Wally, as it turns out, is a young male mule whose job it is to keep watch for predators and protect the flock.
Roberts said "employing" the animals to help maintain the mountainside was the pet project of George Jervas, her companion of nearly 20 years and the late owner of Bousquet. Inside the ski area’s lodge, a memorial display of photos includes a picture of Jervas bottle-feeding a baby goat named Junior, his favorite.
Jervas died on Aug. 20, and Roberts is continuing to operate the ski area in his honor, farm animals, snow enthusiasts and all.
"George did a lot of research on the animals. It turns out that other ski areas and even utility companies are using herds instead of machines to help trim around power lines and maintain grounds," Roberts said.
The idea of prescribed grazing has been around for centuries.

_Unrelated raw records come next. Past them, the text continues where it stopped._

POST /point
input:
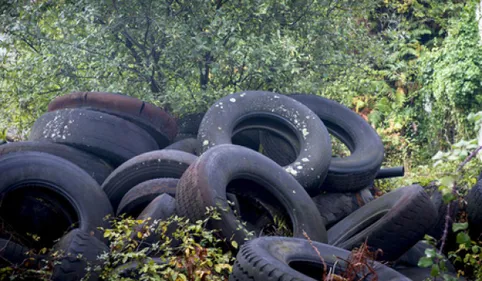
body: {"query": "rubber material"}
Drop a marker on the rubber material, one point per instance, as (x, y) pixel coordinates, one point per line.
(274, 112)
(152, 165)
(205, 182)
(72, 268)
(189, 145)
(80, 128)
(394, 223)
(94, 166)
(154, 120)
(351, 173)
(333, 207)
(29, 169)
(142, 194)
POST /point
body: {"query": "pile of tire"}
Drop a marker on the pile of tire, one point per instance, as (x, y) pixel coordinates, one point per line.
(256, 155)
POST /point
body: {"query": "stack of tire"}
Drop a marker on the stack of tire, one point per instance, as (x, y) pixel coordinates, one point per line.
(96, 155)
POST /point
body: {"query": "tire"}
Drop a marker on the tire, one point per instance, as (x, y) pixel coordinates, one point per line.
(439, 226)
(189, 124)
(142, 194)
(94, 166)
(394, 223)
(152, 165)
(247, 138)
(36, 170)
(351, 173)
(189, 145)
(12, 253)
(161, 208)
(277, 113)
(80, 128)
(282, 258)
(474, 210)
(129, 270)
(204, 184)
(333, 207)
(154, 120)
(75, 244)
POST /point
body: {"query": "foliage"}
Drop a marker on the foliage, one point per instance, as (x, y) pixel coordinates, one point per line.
(180, 54)
(184, 251)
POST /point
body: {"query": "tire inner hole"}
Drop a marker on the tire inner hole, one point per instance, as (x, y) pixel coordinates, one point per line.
(314, 270)
(272, 136)
(261, 211)
(35, 216)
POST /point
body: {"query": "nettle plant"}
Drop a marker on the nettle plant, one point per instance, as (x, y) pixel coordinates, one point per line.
(454, 185)
(181, 250)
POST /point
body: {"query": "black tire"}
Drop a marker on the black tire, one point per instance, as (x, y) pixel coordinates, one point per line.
(189, 124)
(80, 128)
(394, 223)
(333, 207)
(142, 194)
(189, 145)
(78, 250)
(204, 184)
(152, 165)
(349, 173)
(12, 253)
(277, 113)
(154, 120)
(247, 138)
(474, 210)
(281, 258)
(94, 166)
(37, 170)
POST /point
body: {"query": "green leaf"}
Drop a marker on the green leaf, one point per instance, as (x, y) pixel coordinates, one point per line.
(425, 262)
(463, 238)
(435, 270)
(430, 253)
(447, 181)
(456, 227)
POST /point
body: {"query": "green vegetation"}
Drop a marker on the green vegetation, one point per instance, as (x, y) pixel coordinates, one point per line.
(412, 68)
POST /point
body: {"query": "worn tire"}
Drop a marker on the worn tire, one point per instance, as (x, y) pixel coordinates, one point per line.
(333, 207)
(204, 185)
(142, 194)
(273, 112)
(347, 174)
(161, 208)
(80, 128)
(12, 253)
(39, 170)
(282, 258)
(152, 165)
(394, 223)
(154, 120)
(94, 166)
(77, 243)
(437, 230)
(189, 145)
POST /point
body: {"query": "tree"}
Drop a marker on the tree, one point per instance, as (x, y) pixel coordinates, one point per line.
(179, 54)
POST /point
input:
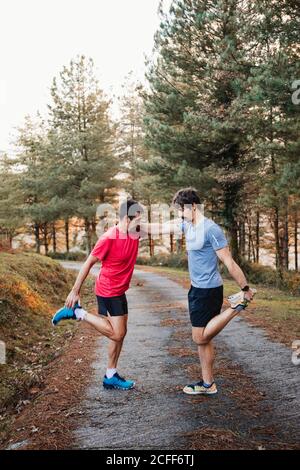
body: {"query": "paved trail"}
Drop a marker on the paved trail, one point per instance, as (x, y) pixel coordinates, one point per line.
(157, 415)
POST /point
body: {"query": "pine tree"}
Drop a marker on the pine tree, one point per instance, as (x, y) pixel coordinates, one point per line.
(195, 114)
(82, 143)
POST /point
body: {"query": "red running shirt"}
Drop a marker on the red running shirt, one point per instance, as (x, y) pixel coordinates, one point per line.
(117, 253)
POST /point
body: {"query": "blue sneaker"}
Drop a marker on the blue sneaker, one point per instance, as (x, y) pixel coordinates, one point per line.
(65, 313)
(117, 382)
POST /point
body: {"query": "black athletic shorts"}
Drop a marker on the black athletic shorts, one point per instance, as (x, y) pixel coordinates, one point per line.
(204, 304)
(115, 306)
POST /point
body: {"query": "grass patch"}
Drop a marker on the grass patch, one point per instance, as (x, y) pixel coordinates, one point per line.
(32, 287)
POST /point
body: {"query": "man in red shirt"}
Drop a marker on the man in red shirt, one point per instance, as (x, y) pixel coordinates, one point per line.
(117, 250)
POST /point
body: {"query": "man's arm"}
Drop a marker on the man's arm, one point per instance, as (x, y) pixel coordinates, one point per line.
(235, 271)
(166, 228)
(73, 296)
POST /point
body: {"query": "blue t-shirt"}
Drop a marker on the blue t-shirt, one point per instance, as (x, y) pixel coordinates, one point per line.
(202, 242)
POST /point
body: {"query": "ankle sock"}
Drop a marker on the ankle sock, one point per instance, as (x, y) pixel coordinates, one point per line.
(207, 385)
(80, 313)
(110, 373)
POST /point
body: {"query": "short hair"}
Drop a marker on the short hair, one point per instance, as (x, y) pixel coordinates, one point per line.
(129, 208)
(186, 196)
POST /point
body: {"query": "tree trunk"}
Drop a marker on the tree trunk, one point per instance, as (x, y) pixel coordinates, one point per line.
(37, 237)
(46, 240)
(296, 240)
(151, 243)
(286, 240)
(88, 234)
(257, 240)
(54, 237)
(277, 242)
(172, 242)
(67, 235)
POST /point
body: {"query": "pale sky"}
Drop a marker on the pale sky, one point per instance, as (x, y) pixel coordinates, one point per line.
(38, 37)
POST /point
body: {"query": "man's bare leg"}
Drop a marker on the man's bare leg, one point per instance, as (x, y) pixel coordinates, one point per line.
(207, 357)
(113, 328)
(115, 347)
(215, 325)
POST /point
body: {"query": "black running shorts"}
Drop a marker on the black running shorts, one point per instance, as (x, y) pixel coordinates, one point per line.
(204, 304)
(115, 306)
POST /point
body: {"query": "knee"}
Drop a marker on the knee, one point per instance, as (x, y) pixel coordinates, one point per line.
(119, 336)
(199, 340)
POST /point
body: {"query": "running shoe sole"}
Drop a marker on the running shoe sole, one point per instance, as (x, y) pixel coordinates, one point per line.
(111, 387)
(201, 393)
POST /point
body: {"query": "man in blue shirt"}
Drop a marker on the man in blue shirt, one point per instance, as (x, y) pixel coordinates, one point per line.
(206, 244)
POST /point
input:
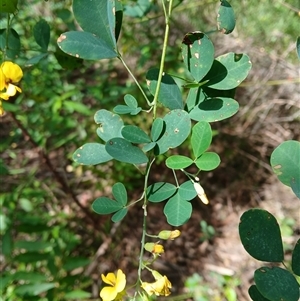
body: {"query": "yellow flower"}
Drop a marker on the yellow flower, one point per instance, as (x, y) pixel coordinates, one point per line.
(10, 74)
(161, 287)
(118, 285)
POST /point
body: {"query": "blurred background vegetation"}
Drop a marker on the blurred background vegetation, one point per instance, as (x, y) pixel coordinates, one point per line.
(53, 246)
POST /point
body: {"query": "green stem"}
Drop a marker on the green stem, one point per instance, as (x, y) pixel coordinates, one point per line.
(163, 56)
(144, 220)
(135, 80)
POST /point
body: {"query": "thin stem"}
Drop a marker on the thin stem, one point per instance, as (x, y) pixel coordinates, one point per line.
(135, 80)
(163, 56)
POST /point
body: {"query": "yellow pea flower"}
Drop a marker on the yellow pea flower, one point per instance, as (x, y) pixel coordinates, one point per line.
(10, 74)
(117, 283)
(161, 287)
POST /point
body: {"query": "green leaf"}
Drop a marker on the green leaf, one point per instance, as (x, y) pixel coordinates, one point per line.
(157, 128)
(120, 194)
(296, 259)
(226, 18)
(255, 294)
(208, 161)
(178, 162)
(169, 93)
(33, 289)
(85, 45)
(8, 6)
(139, 9)
(119, 215)
(134, 134)
(201, 138)
(91, 154)
(285, 162)
(177, 210)
(214, 109)
(178, 126)
(98, 18)
(228, 71)
(13, 46)
(41, 33)
(122, 150)
(77, 294)
(198, 54)
(110, 125)
(187, 191)
(160, 191)
(104, 205)
(260, 235)
(276, 284)
(73, 263)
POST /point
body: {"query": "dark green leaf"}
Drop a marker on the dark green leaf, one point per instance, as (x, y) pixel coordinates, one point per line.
(12, 45)
(178, 126)
(214, 109)
(110, 125)
(228, 71)
(169, 93)
(120, 194)
(122, 150)
(187, 191)
(178, 162)
(91, 154)
(160, 191)
(198, 54)
(285, 162)
(85, 45)
(41, 33)
(226, 18)
(296, 259)
(255, 294)
(260, 235)
(201, 137)
(177, 210)
(276, 284)
(104, 205)
(119, 215)
(134, 134)
(208, 161)
(97, 17)
(8, 6)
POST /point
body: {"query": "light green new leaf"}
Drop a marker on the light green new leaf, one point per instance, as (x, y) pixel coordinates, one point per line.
(285, 162)
(41, 33)
(276, 284)
(208, 161)
(97, 17)
(91, 154)
(177, 210)
(134, 134)
(120, 194)
(122, 150)
(226, 18)
(228, 71)
(178, 162)
(178, 126)
(187, 191)
(110, 125)
(85, 45)
(201, 137)
(260, 235)
(13, 46)
(198, 54)
(214, 109)
(160, 191)
(104, 205)
(169, 93)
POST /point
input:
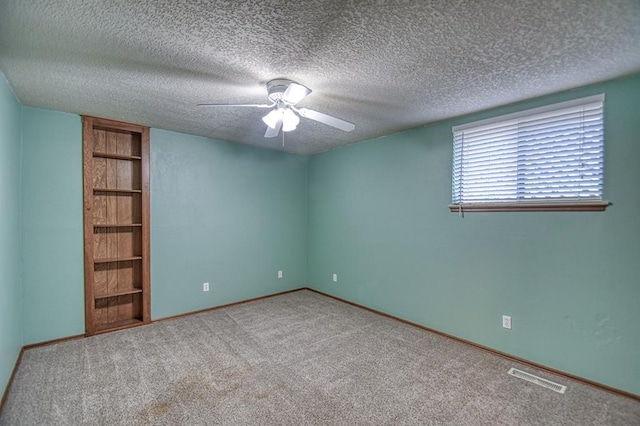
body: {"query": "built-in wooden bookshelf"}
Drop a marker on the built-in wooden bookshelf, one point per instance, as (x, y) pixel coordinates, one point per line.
(116, 225)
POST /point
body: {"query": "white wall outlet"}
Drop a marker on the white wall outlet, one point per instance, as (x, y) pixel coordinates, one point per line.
(506, 321)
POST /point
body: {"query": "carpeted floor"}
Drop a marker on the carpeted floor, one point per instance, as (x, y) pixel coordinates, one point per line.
(295, 359)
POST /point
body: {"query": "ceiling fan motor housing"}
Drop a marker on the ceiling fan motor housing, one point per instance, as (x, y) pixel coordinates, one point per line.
(276, 88)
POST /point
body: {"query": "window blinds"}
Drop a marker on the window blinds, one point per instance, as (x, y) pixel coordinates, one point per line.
(553, 153)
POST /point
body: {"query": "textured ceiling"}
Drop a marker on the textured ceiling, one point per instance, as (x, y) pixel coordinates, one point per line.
(383, 65)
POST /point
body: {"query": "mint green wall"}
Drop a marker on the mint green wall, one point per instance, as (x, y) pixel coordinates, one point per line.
(223, 213)
(378, 217)
(52, 234)
(10, 288)
(226, 214)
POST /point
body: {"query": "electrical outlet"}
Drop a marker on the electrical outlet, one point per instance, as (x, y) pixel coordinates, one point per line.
(506, 322)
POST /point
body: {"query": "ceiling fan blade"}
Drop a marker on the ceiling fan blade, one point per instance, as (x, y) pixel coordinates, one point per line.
(240, 105)
(295, 93)
(327, 119)
(272, 132)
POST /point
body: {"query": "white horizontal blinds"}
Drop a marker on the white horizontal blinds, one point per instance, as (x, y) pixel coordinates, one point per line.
(553, 155)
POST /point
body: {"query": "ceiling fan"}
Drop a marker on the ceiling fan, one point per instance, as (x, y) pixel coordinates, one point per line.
(284, 95)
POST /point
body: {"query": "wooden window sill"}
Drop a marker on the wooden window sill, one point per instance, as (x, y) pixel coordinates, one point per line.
(584, 206)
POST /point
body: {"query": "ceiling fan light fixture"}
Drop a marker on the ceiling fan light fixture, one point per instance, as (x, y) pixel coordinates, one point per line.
(272, 118)
(289, 120)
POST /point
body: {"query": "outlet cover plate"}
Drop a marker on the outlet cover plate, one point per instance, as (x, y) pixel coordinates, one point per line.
(506, 322)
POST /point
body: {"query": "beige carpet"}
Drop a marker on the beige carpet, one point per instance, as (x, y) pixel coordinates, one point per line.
(294, 359)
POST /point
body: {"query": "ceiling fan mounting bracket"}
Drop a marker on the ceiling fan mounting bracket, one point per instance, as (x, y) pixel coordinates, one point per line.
(276, 88)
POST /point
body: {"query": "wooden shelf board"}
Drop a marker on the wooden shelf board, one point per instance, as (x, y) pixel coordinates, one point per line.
(118, 325)
(117, 225)
(117, 190)
(119, 293)
(116, 156)
(117, 259)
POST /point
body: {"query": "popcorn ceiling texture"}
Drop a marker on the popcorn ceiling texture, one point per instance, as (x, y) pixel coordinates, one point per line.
(383, 65)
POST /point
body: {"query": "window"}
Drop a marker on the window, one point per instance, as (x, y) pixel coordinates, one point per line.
(548, 158)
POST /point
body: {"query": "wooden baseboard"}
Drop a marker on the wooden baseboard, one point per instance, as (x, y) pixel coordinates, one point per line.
(13, 373)
(186, 314)
(490, 350)
(81, 336)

More recently, in 1998, Public Service of New Hampshire, a Northeast Utilities Company, piloted the "Grazing Power Project," which tested the use of a thousand sheep to maintain vegetation underneath its giant transmission lines.
In 2005, a flock of 19 sheep from the Great Barrington-based New England Heritage Breeds Conservancy were used in a pilot study of grazing as a tool in land management on Nantucket Island.
Back in the spring, Roberts and Jervas tapped into the local farm community to purchase and learn how to keep the animals.
The sheep, for example, come from farmer Lila Berle’s flock in Great Barrington. Wally came to Bousquet with the help of 4-H Club leader Lisa Dachinger-Petricca of Pittsfield. The goats came from various auctions like the Berkshire Farm Center tailgate sale.
The animals moved to the mountain, most as babies, between March and April. They began near the top of the mountain and have since grazed their way toward the base.
Roberts said the public is welcome to view but not touch the animals because their enclosure is electrified.
"We found that we’d need a lot more animals to groom the whole mountain, but they did help. Now it’s more like a hobby," she said.
The animals will be on view through the fall and will be boarded at local farms for the winter.